McEnroe, of course, was the enfant terrible of tennis, known for his childish fulminations at line judges and majestic temper tantrums. This element of his character is depicted in the film as a croque monsieur of madness, genius, and eccentricity. Some spectators found this endearing, leading to identification with the player, but his Cold War bravado played poorly at the hallowed courts of Roland Garros. Willingly or not, in the modern period the athlete is automatically registered into showbiz, where the vicissitudes of spectacle apply to all his actions. Generating enthusiasm through charisma and character is more than ever part of the athlete’s job description.

Four decades after the cool aesthetic comparisons between Greek statuary and the human form in Olympia, the analysis of McEnroe’s performance is undertaken via computer programs that chart his movements.
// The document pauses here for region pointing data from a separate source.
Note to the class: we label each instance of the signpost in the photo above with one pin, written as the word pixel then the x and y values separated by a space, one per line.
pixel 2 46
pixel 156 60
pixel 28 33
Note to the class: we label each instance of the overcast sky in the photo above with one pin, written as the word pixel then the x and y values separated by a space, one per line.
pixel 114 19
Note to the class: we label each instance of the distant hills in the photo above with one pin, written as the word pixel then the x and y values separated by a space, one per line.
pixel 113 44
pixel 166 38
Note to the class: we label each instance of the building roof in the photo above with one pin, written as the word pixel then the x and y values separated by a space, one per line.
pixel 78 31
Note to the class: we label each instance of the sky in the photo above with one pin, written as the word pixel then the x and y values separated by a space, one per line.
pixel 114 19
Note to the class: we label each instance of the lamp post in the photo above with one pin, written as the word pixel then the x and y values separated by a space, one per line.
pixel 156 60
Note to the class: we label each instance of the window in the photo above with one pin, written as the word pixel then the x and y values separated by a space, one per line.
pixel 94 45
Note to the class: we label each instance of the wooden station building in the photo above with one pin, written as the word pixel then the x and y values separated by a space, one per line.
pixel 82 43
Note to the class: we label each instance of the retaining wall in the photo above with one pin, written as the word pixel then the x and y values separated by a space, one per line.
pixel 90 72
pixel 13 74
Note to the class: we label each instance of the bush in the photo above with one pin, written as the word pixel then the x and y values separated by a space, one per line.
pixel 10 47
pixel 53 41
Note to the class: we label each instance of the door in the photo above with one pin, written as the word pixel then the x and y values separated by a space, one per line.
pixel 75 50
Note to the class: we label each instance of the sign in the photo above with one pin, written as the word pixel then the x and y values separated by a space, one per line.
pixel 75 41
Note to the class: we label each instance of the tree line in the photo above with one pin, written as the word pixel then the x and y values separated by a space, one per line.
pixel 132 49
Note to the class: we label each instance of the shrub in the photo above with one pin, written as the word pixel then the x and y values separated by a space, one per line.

A tennis expert, Gil de Kermadec, analyzes extreme slow-motion shots of the player to understand the perfection of form he achieves on the court. But something strange happens: McEnroe reacts to the cameras, they unnerve him, he develops an uncanny relationship to the apparatus of spectacle which constantly invades the space in which he is trying to achieve complete concentration. Unlike the athletes in Olympia who are all too happy to be filmed (even to reenact certain events, as gold medal pentathlete Glenn Morris did for his lover Riefensthal), McEnroe is menaced by the cameras; the spectacle distracts him from his pursuit of perfect form.

How much spectacle are contemporary athletes liable for? Rather than practicing their craft, is success unduly tied to their capability to secure corporate sponsorship, act in advertisements, and generate hype? On Super Bowl Sunday, we will be treated to 70 cameras, manned or robotic, they will show replays from all angles, markings overlaid on freeze frames, esoteric statistics revealing obscure possibilities and dense histories, commentators stuffed into their suits waxing philosophical about play-action fakes. During halftime, a spectacle of mass enthusiasm will unfold, a medley of cloying popular song lip-sung to accompany fireworks, crowd choreography, pyrotechnics, and erotic costumes.

Creating mass ecstasy and enthusiasm is the predominant pursuit of the spectacle of sport. Despite the incredible amount of training and effort practiced by contemporary athletes, the spectacle has, in general, become more important than the sporting event. On America’s national holiday, Super Bowl Sunday, the aesthetic nuance of Riefenstahl and Faraut will be traded for the blunt mastery of manipulation in marketing, and the country will celebrate the religious rites of capital.

References

Faraut, J. (2018). In the realm of perfection. Criterion collection.

Riefensthal, L. (1938). Olympia. Criterion collection

Sloterdijk, P. (2013). You must change your life: On anthropotechnics. Translated by Wieland Hoban. Great Britain: Polity Press.